By  Thu Jan 9, 2014

Realistic Strategies to Pay Off Debt (Part 1)

The All-Nite Images/ Flickr | http://www.flickr.com/photos/otto-yamamoto/8585209140/

The All-Nite Images/ Flickr source

It’s a little known fact that most Americans carry debt, with the average household owing $10,000 in credit card debt. When it comes to paying bills, it may be more complicated than it seems, so here are strategies that can make paying off your debt more affordable and efficient.

1. Pay more than the minimum

Paying just the minimum each month prolongs the life of your debt, which means the bank profits from the interest. Though minimum payments may seem more manageable, you’ll find that it seems like your debt keeps steadily growing, no matter how much you chip away.

Most experts agree that the average credit card interest rate hovers around 15 percent, which means by the time you pay off what you owe, you’ve already given the bank much more than what your balance was.

2. Be frugal and downsize

By tightening your financial belt, you’ll be able to allocate more money to paying down your debt. If you do an overview of all your finances and track what you spend, you’ll be able to make the tough decision of deciding what can go.

Of course, brown bagging it to lunch every day at work doesn’t feel fun, nor does only shopping for groceries when they’re on sale or you have a coupon, but cutting all the excess out of your life means that you suddenly have a lot more money to go towards essentials.

3. Pay off the most expensive debt first

A common way to pay down debt is by implementing the “snowball budget,” in which a person pays off their smallest debt first and snowballs their way to the heftier debt.

However, some financial advisors suggest getting rid of the most expensive debt first, and for logical reason. Paying off the biggest debt first eliminates the largest source of fees and interest quickly.

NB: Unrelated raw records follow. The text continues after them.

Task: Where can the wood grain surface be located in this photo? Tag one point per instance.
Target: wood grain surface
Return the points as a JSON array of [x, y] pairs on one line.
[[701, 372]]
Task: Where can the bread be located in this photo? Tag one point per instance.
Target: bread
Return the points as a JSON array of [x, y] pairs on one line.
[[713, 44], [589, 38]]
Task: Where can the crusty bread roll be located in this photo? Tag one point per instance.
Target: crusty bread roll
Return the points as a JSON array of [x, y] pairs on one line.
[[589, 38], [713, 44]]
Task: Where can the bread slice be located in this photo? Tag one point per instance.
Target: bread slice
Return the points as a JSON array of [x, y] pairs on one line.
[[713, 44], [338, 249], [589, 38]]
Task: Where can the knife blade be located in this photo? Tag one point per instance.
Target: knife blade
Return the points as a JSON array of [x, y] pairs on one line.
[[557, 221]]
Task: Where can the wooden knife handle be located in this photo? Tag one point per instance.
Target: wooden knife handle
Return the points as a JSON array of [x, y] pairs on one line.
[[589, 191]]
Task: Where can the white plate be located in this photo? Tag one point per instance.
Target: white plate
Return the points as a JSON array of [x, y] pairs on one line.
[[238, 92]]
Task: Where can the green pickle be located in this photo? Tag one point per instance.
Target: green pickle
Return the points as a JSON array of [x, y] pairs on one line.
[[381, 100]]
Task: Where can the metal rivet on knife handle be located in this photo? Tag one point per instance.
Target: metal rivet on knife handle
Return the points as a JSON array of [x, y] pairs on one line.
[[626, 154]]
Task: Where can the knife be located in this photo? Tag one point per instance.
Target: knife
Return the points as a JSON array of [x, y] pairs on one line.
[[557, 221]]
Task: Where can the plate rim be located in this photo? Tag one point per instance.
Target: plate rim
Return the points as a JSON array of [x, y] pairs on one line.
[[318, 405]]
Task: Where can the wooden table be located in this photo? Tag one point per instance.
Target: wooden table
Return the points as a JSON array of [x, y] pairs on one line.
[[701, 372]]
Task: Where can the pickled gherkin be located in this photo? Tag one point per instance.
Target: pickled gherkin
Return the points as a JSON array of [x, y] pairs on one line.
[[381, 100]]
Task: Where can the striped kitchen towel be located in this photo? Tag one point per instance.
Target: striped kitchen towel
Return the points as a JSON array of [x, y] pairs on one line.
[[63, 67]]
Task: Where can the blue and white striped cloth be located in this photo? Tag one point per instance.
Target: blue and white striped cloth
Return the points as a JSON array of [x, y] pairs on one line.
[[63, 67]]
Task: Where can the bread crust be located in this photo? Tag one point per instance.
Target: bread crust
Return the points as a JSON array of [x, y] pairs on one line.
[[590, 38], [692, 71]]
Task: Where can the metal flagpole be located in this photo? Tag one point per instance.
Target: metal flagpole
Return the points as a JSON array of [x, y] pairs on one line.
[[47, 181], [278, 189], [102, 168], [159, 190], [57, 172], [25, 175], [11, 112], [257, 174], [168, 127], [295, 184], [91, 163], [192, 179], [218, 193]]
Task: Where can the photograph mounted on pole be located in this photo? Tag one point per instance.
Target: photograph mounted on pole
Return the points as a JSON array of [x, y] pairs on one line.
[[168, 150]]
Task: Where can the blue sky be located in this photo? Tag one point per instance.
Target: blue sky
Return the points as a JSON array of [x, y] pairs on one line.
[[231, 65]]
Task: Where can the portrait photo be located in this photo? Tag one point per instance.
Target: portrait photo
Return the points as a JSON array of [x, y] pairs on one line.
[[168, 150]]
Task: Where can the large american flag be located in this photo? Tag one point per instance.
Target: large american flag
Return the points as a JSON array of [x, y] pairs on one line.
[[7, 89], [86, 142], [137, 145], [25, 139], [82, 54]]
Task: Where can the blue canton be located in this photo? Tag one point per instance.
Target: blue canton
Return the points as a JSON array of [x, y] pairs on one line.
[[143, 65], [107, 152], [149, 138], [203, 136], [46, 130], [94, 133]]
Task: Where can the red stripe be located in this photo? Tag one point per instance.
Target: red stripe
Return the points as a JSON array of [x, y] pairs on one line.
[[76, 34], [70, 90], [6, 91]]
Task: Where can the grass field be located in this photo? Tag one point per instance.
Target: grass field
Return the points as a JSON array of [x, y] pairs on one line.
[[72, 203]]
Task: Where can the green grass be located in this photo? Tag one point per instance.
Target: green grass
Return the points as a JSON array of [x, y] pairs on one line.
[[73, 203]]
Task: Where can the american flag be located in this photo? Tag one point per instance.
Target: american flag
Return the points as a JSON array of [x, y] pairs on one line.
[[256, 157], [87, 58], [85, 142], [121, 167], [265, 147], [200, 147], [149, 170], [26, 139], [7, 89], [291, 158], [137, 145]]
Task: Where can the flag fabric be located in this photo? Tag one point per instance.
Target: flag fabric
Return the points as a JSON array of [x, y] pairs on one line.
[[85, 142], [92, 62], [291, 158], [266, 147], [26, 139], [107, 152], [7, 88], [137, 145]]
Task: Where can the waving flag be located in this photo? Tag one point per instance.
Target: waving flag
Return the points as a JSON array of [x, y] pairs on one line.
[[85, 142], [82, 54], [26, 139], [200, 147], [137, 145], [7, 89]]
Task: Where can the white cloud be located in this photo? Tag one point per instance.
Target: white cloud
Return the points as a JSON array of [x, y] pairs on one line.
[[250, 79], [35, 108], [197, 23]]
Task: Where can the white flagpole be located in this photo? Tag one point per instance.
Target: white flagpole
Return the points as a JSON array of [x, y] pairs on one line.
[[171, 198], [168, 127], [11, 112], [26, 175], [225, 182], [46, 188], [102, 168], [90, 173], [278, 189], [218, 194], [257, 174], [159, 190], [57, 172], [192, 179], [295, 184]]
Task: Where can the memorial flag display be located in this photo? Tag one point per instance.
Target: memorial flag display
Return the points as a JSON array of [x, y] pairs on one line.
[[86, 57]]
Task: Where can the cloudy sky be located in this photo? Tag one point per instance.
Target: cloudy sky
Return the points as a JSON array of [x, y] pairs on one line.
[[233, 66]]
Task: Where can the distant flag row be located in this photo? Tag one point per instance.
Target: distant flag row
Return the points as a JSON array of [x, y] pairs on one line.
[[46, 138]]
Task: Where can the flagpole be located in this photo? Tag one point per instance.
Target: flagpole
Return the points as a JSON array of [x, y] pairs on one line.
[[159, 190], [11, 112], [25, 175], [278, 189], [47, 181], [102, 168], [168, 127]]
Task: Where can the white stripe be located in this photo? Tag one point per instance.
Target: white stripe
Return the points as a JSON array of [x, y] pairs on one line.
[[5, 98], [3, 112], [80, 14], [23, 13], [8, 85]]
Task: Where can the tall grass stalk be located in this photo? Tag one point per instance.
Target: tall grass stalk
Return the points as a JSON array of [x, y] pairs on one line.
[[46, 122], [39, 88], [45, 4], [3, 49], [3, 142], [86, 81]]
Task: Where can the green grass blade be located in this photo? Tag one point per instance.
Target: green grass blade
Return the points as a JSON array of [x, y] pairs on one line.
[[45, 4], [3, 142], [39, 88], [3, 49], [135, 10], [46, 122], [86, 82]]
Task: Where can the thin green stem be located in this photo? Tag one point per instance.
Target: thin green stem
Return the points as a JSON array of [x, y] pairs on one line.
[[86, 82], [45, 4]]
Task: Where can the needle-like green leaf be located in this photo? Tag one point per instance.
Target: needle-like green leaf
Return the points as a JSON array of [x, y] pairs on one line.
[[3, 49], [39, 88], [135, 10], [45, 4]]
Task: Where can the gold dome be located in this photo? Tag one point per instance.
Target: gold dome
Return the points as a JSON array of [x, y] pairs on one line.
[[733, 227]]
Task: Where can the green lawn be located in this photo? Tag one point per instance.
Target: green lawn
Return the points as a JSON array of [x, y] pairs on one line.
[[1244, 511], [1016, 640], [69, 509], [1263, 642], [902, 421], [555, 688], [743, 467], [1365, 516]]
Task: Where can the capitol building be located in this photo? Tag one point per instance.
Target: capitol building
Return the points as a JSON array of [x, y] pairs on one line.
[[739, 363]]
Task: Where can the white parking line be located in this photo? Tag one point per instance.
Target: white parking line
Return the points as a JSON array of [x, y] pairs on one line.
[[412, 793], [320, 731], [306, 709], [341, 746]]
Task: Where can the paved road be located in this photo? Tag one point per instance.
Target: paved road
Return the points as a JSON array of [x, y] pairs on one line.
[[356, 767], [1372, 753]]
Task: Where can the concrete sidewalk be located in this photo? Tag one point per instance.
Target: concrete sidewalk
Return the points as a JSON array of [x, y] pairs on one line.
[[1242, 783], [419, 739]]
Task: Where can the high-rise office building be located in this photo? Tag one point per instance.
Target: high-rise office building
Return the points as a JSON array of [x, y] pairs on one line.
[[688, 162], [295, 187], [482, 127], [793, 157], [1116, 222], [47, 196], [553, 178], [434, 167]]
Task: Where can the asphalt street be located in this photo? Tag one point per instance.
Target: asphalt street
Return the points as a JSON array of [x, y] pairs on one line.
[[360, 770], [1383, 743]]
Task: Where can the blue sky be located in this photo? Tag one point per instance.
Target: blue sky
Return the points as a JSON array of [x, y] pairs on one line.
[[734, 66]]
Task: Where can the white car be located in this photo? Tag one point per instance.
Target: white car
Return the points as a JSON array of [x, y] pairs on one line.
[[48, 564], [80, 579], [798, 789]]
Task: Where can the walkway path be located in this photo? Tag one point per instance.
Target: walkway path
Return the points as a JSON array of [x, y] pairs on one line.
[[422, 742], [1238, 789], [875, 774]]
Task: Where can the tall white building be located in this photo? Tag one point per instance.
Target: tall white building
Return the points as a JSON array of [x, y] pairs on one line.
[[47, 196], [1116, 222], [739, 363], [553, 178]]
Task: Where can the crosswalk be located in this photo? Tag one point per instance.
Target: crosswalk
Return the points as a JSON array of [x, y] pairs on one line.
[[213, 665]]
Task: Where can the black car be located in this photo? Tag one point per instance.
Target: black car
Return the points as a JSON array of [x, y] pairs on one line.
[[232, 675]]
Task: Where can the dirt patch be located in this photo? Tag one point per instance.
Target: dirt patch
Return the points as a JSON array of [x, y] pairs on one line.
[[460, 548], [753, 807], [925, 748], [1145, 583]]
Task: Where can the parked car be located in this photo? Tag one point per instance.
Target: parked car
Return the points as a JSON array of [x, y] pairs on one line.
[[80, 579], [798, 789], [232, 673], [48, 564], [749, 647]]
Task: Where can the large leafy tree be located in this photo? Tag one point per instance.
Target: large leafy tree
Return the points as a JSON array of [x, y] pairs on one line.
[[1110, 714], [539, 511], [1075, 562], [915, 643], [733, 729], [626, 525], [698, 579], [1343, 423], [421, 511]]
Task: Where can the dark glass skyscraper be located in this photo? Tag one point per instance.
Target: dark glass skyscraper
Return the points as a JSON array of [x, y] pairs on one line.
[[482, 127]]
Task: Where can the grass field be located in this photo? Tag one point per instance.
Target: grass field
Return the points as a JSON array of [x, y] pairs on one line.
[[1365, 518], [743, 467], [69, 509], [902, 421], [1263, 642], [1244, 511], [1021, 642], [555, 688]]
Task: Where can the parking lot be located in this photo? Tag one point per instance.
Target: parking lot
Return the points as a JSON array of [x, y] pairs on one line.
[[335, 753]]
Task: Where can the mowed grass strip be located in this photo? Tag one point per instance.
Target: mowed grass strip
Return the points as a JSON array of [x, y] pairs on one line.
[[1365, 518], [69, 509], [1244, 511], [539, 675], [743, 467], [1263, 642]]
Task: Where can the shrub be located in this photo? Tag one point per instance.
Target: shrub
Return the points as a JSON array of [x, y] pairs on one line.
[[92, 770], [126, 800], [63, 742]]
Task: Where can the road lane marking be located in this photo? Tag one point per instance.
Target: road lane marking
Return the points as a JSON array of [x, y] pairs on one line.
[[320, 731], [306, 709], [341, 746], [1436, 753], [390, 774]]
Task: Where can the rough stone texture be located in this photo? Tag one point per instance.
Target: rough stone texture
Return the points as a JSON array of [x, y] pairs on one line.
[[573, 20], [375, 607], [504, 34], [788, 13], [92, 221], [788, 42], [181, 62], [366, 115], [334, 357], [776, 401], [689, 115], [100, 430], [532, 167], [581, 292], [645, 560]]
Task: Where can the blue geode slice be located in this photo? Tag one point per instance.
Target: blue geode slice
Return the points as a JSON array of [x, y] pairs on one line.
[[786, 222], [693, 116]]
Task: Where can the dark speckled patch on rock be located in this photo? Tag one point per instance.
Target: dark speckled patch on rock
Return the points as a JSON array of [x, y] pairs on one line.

4. Cash out your savings account

Cashing out your savings is a last resort option to paying off debt, but taking care of an issue that threatens to become overwhelming is a smarter move to make than sitting on a pile of money saved for the vague future. Even if you don’t have a decent nest egg, you can find alternate sources of money, such as cash back rewards you’ve been carefully accumulating for the past couple of years. Again, no one likes to hand over a fistful of money, but the alternative is to let your finances spiral out of control and take over your life while destroying your credit score.

If you’ve got a decent amount of debt weighing on you, pay off debt with these strategies to begin your rapid escape from a pile of bills and balances. By practicing self-restraint and discipline, you can get yourself out of a dire financial situation, and on the path to recovery.